Objective: The clinical and neuropathological categorization of patients presenting with progressive aphasia is an area of controversy. This study aimed to characterize a large group of progressive aphasic patients from a single center (n = 38), first clinically by case note review, and then pathologically.
Methods: Hierarchical cluster analysis of the cases according to their clinical language deficits was used to establish an unbiased, data-driven classification.

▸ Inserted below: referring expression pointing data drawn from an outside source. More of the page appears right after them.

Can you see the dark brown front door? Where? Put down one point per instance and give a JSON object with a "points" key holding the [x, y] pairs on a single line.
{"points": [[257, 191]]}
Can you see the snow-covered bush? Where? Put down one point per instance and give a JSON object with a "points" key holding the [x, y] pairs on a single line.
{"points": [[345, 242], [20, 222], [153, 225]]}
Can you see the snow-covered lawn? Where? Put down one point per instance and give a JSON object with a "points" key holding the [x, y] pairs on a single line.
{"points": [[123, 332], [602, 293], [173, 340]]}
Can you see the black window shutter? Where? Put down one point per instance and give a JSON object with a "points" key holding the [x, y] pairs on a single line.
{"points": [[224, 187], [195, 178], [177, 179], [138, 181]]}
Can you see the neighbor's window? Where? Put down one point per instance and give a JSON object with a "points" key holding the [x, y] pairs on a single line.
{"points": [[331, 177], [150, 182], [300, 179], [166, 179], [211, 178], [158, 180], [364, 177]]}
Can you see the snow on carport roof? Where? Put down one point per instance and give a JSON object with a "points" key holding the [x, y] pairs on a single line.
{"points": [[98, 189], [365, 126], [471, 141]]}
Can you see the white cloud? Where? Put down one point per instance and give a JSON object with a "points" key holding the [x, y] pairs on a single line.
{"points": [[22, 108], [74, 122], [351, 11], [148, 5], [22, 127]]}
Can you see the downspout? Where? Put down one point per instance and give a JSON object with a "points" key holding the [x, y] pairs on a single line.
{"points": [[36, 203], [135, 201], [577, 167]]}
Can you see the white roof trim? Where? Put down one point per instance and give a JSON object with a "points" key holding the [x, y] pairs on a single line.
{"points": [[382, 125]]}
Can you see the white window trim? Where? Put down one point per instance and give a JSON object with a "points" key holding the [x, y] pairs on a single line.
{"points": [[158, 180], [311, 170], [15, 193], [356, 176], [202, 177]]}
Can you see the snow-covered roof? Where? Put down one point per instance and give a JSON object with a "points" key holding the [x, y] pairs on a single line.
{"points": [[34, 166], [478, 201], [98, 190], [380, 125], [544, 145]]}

Results: This analysis revealed two groups of cases corresponding to the syndromes of progressive nonfluent aphasia (n = 23) and semantic dementia (n = 15). Postmortem analysis showed a majority in both groups of pathologies from the spectrum of frontotemporal lobar degeneration: the most frequent were non-Alzheimer's disease (AD) tauopathy in the nonfluent cases (10 of 23) and frontotemporal lobar degeneration with ubiquitin-positive, tau-negative inclusions in the fluent cases (8 of 15). Despite rigorous exclusion of cases with clinically significant memory deficits or other cognitive impairments, the pathology of AD was present in approximately one third of each group (overall 12 of 38), although often with an atypical neuroanatomical distribution.
Interpretation: Progressive aphasia is best seen as a composite of two conditions, on both clinical and pathological levels: progressive nonfluent aphasia and semantic dementia.